We soon compiled a sizeable mailing list. To keep folks encouraged and informed, I fashioned a small two-page newsletter, typed on my trusty IBM Selectric typewriter. I had just read Ezekiel 36:26 where God promises
“… a new heart also will I give you ….” A New Heart became the title of our magazine, which eventually grew to a full color publication that went to thousands of readers across the nation.
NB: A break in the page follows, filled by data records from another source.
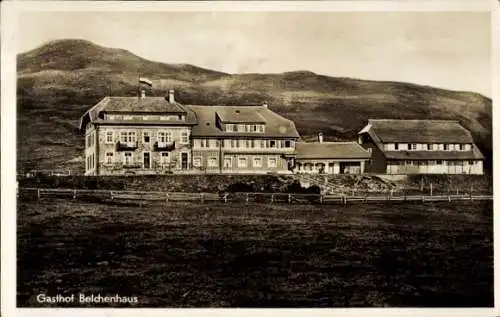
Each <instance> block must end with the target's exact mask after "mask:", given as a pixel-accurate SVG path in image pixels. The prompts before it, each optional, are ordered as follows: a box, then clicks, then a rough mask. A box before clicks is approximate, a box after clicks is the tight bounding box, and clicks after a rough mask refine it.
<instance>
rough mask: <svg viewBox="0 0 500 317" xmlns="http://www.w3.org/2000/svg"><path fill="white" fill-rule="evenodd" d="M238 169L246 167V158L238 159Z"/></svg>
mask: <svg viewBox="0 0 500 317" xmlns="http://www.w3.org/2000/svg"><path fill="white" fill-rule="evenodd" d="M238 167H247V158H246V157H239V158H238Z"/></svg>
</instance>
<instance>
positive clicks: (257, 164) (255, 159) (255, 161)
mask: <svg viewBox="0 0 500 317" xmlns="http://www.w3.org/2000/svg"><path fill="white" fill-rule="evenodd" d="M253 167H262V157H254V158H253Z"/></svg>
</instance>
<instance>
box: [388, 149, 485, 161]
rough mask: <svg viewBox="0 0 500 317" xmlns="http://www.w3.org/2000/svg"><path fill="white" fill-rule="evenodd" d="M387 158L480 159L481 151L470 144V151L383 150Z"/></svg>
mask: <svg viewBox="0 0 500 317" xmlns="http://www.w3.org/2000/svg"><path fill="white" fill-rule="evenodd" d="M384 155H385V157H386V158H387V159H389V160H482V159H484V156H483V155H482V154H481V151H479V149H478V148H477V147H476V145H473V146H472V151H384Z"/></svg>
I cut back on work and eventually resigned from my job, as the ministry required much travel and labor. God supplied helpers and teams traveled across the country to lead seminars on “How to Give Spiritual Care.” Our first national conference was in Tulsa, 1980. We were now a nonprofit incorporation with a national advisory board, a Midwest base, and a provider of continuing education for nurses.

These were wonderful years when we met precious people in all fields of health care. Last year I felt I needed to retire as editor of A New Heart. To my great joy and surprise, Church Health approached me to continue the legacy of our publication. I found this wonderful magazine to be in sync with our objectives. And so, today, our “baby” has found a new home.

One of my favorite verses is Proverbs 3:5–6: “Trust in the Lord with all your heart and lean not on your own understanding. In all your ways acknowledge Him, and He shall direct your paths (NKJV).”